On 14/05/13 16:35, James Harper wrote:
I've had a few disks fail with uncorrectable read errors just recently, and in the past my process is that any disk with any sort of error gets discarded and replaced, especially in a server. I did some reading though (see previous emails about SMART vs actual disk failures) and read that simply writing back over those sectors is often enough to clear the error and allow them to be remapped, possibly extending the life of the disk, depending on the cause of the error.
In actual fact after writing the entire failed disk with /dev/zero the other day, all the SMART attributes are showing a healthy disk - no pending reallocations and no reallocated sectors, yet, so maybe it wrote over the bad sector and determined it was good again without requiring a remap. I'm deliberately using some old hardware to test ceph to see how it behaves in various failure scenarios, and has been pretty good so far despite 3 failed disks over the few weeks I've been testing.
What can cause these unrecoverable read errors? Is losing power mid-write enough to cause this to happen? Or maybe a knock while writing? I grabbed these 1TB disks out of a few old PC's and NAS's I had lying around the place so their history is entirely uncertain. I definitely can't tell if they were already present when I started using ceph on them.
Is Linux MD software smart enough to rewrite a bad sector with good data to clear this type of error (keeping track of error counts to know when to eject the disk from the array)? What about btrfs/zfs? Trickier with something like ceph where ceph runs on top of a filesystem which isn't itself redundant...

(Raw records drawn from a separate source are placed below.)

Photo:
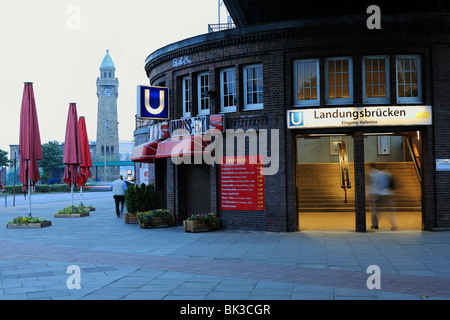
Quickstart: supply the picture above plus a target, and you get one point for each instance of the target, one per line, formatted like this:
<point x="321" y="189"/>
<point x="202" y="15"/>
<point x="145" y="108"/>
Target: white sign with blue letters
<point x="153" y="103"/>
<point x="359" y="117"/>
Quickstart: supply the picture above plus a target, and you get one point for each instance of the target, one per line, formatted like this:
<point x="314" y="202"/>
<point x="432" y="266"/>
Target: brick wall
<point x="277" y="50"/>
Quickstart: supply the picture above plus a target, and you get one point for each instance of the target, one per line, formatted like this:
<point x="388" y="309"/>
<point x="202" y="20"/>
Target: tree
<point x="52" y="158"/>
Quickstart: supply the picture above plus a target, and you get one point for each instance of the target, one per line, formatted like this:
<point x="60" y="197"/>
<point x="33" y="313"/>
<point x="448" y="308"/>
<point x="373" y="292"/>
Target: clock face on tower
<point x="107" y="92"/>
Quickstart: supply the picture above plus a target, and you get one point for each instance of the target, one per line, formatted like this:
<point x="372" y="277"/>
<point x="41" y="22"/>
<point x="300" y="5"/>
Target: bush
<point x="140" y="198"/>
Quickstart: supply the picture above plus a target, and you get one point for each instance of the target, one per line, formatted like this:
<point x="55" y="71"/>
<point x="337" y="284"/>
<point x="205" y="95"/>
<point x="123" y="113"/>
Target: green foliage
<point x="75" y="209"/>
<point x="147" y="216"/>
<point x="140" y="198"/>
<point x="209" y="219"/>
<point x="3" y="158"/>
<point x="26" y="220"/>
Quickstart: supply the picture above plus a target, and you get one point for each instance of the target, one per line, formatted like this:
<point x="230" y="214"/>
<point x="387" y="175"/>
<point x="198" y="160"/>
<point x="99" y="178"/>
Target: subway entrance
<point x="325" y="185"/>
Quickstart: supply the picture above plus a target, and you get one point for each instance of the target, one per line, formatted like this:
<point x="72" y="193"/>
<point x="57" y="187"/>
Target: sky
<point x="59" y="46"/>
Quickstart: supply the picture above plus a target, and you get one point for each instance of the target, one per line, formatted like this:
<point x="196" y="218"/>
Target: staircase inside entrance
<point x="319" y="187"/>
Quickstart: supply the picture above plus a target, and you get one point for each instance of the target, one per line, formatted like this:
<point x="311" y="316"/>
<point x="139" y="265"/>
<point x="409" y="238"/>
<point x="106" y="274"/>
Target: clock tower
<point x="107" y="148"/>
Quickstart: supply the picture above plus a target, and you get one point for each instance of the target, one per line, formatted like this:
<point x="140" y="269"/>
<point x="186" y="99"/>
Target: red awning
<point x="145" y="152"/>
<point x="187" y="145"/>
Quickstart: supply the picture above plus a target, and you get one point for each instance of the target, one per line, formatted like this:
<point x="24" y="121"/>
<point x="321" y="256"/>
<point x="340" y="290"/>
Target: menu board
<point x="242" y="183"/>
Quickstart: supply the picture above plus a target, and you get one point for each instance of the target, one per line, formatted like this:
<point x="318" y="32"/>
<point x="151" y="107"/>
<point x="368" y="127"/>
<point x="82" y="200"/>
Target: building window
<point x="376" y="87"/>
<point x="409" y="84"/>
<point x="253" y="87"/>
<point x="228" y="90"/>
<point x="186" y="97"/>
<point x="307" y="82"/>
<point x="339" y="81"/>
<point x="203" y="97"/>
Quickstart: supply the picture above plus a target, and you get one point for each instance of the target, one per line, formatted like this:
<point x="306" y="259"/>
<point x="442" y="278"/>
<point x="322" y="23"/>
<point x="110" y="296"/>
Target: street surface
<point x="122" y="261"/>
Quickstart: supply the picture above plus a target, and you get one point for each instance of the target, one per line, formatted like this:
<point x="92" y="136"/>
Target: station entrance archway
<point x="325" y="185"/>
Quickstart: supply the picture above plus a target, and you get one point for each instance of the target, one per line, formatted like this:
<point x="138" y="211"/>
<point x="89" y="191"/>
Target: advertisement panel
<point x="242" y="183"/>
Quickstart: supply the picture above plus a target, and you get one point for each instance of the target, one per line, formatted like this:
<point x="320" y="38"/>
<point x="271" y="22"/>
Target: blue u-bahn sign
<point x="153" y="103"/>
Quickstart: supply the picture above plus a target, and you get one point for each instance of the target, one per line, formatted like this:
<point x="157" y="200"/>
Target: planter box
<point x="29" y="226"/>
<point x="130" y="217"/>
<point x="195" y="226"/>
<point x="156" y="222"/>
<point x="71" y="215"/>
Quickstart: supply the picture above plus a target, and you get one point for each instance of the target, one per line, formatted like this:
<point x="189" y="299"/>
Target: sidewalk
<point x="123" y="261"/>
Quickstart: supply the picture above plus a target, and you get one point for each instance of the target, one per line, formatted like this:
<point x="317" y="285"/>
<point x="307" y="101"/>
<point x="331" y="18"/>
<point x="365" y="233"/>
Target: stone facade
<point x="107" y="123"/>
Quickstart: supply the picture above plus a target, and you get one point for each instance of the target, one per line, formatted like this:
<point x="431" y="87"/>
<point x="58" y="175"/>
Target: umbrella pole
<point x="71" y="192"/>
<point x="81" y="196"/>
<point x="29" y="197"/>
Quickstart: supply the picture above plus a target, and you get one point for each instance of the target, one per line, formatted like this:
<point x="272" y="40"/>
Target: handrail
<point x="415" y="160"/>
<point x="344" y="168"/>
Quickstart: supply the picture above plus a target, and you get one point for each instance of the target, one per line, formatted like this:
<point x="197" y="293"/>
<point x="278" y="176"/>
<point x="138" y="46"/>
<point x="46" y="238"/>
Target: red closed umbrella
<point x="30" y="149"/>
<point x="86" y="163"/>
<point x="72" y="148"/>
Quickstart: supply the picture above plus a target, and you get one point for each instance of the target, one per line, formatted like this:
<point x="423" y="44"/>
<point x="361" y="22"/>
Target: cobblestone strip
<point x="421" y="286"/>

A while back, when 4096 byte sectors went native, I had a disk with a - I think it said CRC error - on one sector. The interesting thing was when I read the sector with "dd conv=noerror" I got 4096 bytes, 7/8 of which was clearly valid directory info (NTFS) and 512 bytes were garbage. Go figure. Writing this sector back cleared the read error, but there was a bit of damage to the file system with 512 bytes of dud info. Now to add to the strange error messages from drives, I'm getting this one: [ 317.144766] EXT4-fs (sdb1): error count: 1 [ 317.144777] EXT4-fs (sdb1): initial error at 1345261136: ext4_find_entry:1209: inode 2 [ 317.144785] EXT4-fs (sdb1): last error at 1345261136: ext4_find_entry:1209: inode 2 sdb1 is mounted noatime, and this message turns up around the same time from boot. Smart tests and file system checks pass, I guess I'll just have to dump the entire 1TB+ to /dev/null to see if that trips anything usefull.